List „Towarzystwa Dziennikarskiego” - tekst uzupełniony i poprawiony

 |  Written by Recenzent JM  |  2

Ostatnio polskie media obiegła informacja o liście tzw. „Towarzystwa Dziennikarskiego” do niemieckich dziennikarzy i opinii publicznej. Niestety, do opublikowanego tekstu zakradły się drobne nieścisłości, pomyłki i literówki wypaczające przekaz pisma. Przepraszamy wszystkich Polaków za zamieszczone w tekście błędy i przeinaczenia, które mogły wywołać zdziwienie, czy nawet pewne podenerwowanie czytelników i nie zwlekając publikujemy właściwą wersję tekstu (po wprowadzeniu niezbędnych poprawek).

List towarzystwa... do niemieckich dziennikarzy i opinii publicznej

Drodzy Przyjaciele, budowane od lat partnerstwo i przyjaźń polsko-niemiecka są dziś zagrożone przez falę kłamliwej i agresywnej propagandy niemieckiej, zainicjowanej przez byłe polskie władze oraz niemieckie media, przywodzącej na myśl nazistowską propagandę lat 40.

Na pierwszych stronach niemieckich mediów widzimy obraźliwe fotomontaże przedstawiające polskich przywódców. Z ust najważniejszych polityków niemieckich i liderów Unii Europejskiej padają wobec Polski, państwa sojuszniczego i przyjaznego Niemcom, oskarżenia o brak demokracji w naszym kraju, brak solidarności oraz poszanowania prawa, a Unia Europejska w której Niemcy odgrywają dominująca rolę, próbuje siłą narzucić Polsce, suwerennemu państwu, swoją wolę.

Szef medialnego koncernu niemiecko-szwajcarskiego Ringier Axel Springer w liście do zatrudnionych przez firmę dziennikarzy w Polsce ingeruje w wewnętrzne sprawy Polski - instruując ich, jak ma wyglądać ich medialny, antyrządowy przekaz. Aż rodzi się pytanie: „Czy jesteśmy wolnym krajem, czy kolonią niemiecką?”. Doszło do takiej sytuacji, że rząd polski jest zmuszony do takich zmian w prawie, które będą w stanie ograniczyć rolę niemieckich wydawców na polskim rynku prasowym. Pojawiła się też uzasadniona opinia, że prezesem koncernu prasowego Ringier Axel Springer powinna zająć się nasza prokuratura.

Drodzy niemieccy Przyjaciele, wiecie, jak bolesne i krzywdzące są wszystkie te kłamstwa i oszczerstwa padające w niemieckich mediach pod naszym adresem.
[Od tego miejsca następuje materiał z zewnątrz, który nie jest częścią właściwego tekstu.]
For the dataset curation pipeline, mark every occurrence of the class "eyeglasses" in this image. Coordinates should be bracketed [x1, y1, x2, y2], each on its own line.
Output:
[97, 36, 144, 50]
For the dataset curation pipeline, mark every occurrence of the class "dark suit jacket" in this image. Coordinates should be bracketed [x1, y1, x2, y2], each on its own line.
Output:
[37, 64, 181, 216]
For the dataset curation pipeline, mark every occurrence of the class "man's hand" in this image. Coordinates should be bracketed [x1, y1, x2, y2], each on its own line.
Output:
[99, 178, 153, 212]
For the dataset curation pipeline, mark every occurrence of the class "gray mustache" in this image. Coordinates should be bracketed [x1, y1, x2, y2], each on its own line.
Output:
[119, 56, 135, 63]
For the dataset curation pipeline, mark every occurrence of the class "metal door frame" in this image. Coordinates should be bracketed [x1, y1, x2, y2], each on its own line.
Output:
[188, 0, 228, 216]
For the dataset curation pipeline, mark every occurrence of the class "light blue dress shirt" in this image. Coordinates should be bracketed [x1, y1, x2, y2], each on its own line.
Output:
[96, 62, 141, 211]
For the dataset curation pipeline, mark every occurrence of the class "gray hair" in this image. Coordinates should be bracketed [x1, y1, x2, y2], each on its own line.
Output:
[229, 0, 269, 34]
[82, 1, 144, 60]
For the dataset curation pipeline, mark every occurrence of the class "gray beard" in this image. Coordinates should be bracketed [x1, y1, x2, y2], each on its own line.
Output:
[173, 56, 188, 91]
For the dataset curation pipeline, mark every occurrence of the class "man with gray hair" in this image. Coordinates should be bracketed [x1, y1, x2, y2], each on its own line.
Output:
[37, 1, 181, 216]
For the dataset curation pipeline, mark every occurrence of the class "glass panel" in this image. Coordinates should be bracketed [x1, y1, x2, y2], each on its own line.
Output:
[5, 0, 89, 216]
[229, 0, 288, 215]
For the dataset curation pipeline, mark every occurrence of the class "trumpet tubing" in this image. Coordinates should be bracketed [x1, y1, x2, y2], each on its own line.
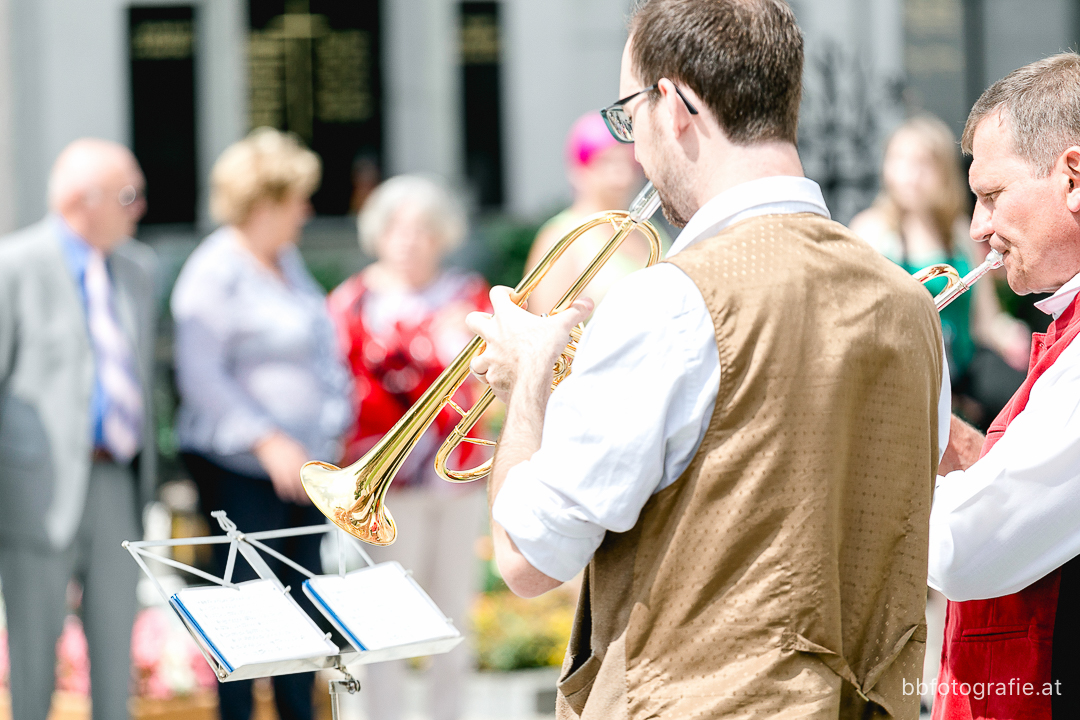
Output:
[300, 184, 661, 545]
[912, 250, 1004, 312]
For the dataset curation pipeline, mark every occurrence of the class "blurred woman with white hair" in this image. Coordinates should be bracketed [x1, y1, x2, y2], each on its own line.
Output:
[172, 127, 352, 720]
[329, 175, 490, 720]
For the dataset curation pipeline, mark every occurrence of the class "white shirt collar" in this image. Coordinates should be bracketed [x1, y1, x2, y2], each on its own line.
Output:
[1035, 273, 1080, 320]
[667, 175, 832, 257]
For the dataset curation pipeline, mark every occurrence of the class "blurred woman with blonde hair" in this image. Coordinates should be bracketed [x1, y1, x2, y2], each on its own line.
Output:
[172, 127, 352, 720]
[321, 175, 491, 720]
[851, 116, 1030, 423]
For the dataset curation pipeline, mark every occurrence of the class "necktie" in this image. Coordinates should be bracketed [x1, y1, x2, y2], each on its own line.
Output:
[85, 249, 143, 463]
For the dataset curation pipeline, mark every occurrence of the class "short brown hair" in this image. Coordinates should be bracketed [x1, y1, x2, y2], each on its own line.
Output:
[210, 127, 323, 225]
[874, 114, 967, 256]
[960, 53, 1080, 177]
[630, 0, 802, 145]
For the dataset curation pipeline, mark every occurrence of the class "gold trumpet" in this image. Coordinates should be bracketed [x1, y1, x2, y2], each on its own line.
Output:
[300, 182, 661, 545]
[912, 250, 1004, 312]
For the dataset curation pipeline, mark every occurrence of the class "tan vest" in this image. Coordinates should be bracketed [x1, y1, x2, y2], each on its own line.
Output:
[558, 215, 942, 720]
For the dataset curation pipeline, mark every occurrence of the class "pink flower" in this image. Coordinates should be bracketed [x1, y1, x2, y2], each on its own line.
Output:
[56, 615, 90, 695]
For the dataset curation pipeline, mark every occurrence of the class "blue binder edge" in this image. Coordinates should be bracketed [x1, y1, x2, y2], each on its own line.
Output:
[302, 579, 367, 652]
[170, 593, 237, 673]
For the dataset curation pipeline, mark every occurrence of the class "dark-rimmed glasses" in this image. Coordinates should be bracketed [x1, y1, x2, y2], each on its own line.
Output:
[600, 83, 698, 144]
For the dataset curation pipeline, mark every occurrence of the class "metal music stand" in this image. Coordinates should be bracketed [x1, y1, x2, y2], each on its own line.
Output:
[123, 511, 462, 720]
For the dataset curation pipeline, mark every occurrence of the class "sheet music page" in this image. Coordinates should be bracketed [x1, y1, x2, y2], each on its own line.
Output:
[173, 580, 338, 668]
[306, 562, 458, 650]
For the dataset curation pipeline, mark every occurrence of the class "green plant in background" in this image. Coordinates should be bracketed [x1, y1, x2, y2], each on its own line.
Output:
[472, 590, 575, 671]
[471, 552, 577, 671]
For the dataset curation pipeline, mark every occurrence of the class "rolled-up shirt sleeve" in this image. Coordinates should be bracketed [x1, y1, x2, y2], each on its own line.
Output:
[492, 263, 720, 582]
[929, 334, 1080, 600]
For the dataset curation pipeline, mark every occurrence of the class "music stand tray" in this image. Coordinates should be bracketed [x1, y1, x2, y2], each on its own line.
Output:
[123, 511, 463, 717]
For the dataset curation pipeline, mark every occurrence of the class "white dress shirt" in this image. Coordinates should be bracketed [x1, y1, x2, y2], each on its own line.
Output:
[929, 275, 1080, 600]
[492, 177, 948, 582]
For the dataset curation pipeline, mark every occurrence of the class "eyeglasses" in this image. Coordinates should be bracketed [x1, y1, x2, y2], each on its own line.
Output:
[600, 83, 698, 144]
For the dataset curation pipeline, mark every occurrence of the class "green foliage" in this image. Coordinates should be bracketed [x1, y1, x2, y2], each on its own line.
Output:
[472, 590, 575, 671]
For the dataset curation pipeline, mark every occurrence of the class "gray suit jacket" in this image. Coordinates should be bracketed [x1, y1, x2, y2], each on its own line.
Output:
[0, 220, 157, 549]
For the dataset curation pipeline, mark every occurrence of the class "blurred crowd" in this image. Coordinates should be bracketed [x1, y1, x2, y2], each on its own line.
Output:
[0, 102, 1030, 720]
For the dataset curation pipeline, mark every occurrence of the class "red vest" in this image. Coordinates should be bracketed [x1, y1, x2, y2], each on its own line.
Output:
[933, 296, 1080, 720]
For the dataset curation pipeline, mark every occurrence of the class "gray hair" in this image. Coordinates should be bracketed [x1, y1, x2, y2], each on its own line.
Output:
[960, 53, 1080, 177]
[356, 175, 465, 257]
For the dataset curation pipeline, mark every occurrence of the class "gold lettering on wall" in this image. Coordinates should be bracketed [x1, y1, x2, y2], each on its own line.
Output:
[247, 13, 375, 136]
[132, 21, 194, 60]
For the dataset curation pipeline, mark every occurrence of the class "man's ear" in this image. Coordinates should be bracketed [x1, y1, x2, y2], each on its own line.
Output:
[657, 78, 693, 138]
[1057, 145, 1080, 214]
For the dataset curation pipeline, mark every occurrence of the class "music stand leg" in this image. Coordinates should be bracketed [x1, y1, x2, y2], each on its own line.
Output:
[329, 664, 360, 720]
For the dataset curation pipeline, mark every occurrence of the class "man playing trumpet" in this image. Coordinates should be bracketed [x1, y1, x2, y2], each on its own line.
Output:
[930, 53, 1080, 720]
[468, 0, 948, 719]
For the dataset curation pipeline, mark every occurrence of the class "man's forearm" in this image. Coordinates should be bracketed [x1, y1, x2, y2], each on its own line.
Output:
[937, 416, 986, 475]
[487, 373, 562, 597]
[487, 373, 551, 507]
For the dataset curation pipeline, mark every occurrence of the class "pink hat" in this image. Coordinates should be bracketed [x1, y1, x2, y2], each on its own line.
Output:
[566, 111, 619, 167]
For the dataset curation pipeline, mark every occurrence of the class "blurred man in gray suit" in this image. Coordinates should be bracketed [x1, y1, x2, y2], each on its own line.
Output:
[0, 139, 154, 720]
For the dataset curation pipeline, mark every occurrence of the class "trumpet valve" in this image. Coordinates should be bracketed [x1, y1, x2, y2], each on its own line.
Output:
[551, 323, 585, 390]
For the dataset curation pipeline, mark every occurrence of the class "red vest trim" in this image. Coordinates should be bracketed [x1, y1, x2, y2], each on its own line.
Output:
[933, 295, 1080, 720]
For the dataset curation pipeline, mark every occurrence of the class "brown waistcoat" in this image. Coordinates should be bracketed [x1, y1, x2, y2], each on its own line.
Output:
[558, 215, 942, 720]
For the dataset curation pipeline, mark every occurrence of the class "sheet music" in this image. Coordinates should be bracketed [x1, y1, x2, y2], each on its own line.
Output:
[303, 562, 459, 650]
[173, 580, 339, 669]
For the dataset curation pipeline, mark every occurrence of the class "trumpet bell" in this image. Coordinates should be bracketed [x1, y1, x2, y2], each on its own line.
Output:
[300, 462, 397, 546]
[300, 184, 661, 545]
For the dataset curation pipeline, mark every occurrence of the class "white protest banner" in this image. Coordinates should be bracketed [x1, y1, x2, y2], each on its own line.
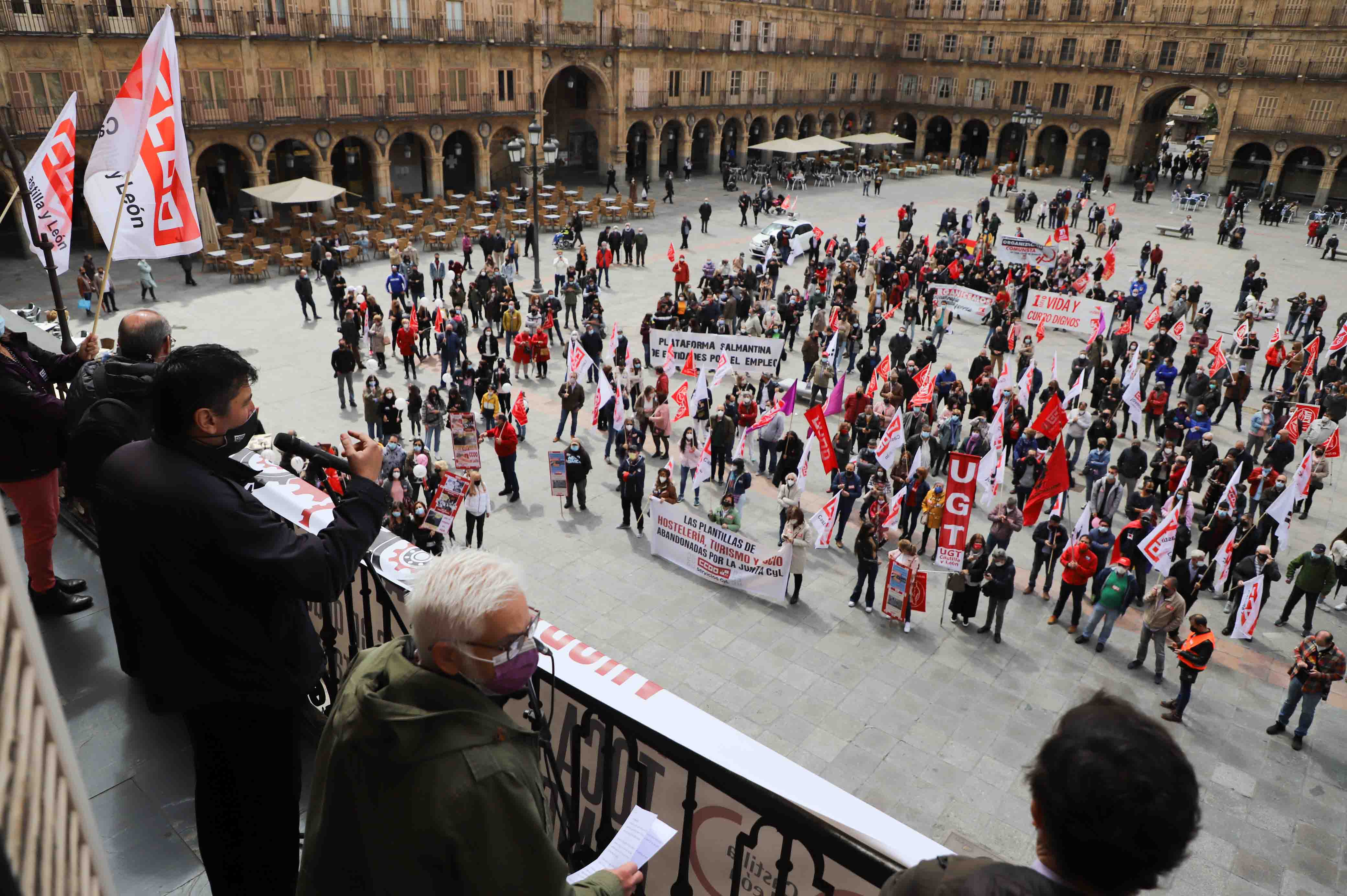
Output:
[651, 330, 781, 376]
[1230, 575, 1261, 641]
[17, 93, 77, 274]
[651, 501, 792, 602]
[991, 233, 1058, 265]
[1024, 290, 1111, 335]
[1137, 505, 1179, 575]
[84, 7, 201, 259]
[809, 492, 842, 547]
[931, 283, 995, 318]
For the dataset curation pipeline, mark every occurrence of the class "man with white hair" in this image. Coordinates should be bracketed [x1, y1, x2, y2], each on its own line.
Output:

Mamy nadzieję, że są one tak samo bolesne dla was, obrońców europejskich wartości, prawa, prawdy i demokracji.

Choć nie jesteście osobiście odpowiedzialni za tę nikczemną kampanię propagandową, której ofiarą padamy, kierujemy do Was słowa ubolewania, że mimo wyznawanych przez was wartości - bierzecie udział w tych niecnych i krzywdzących nas działaniach.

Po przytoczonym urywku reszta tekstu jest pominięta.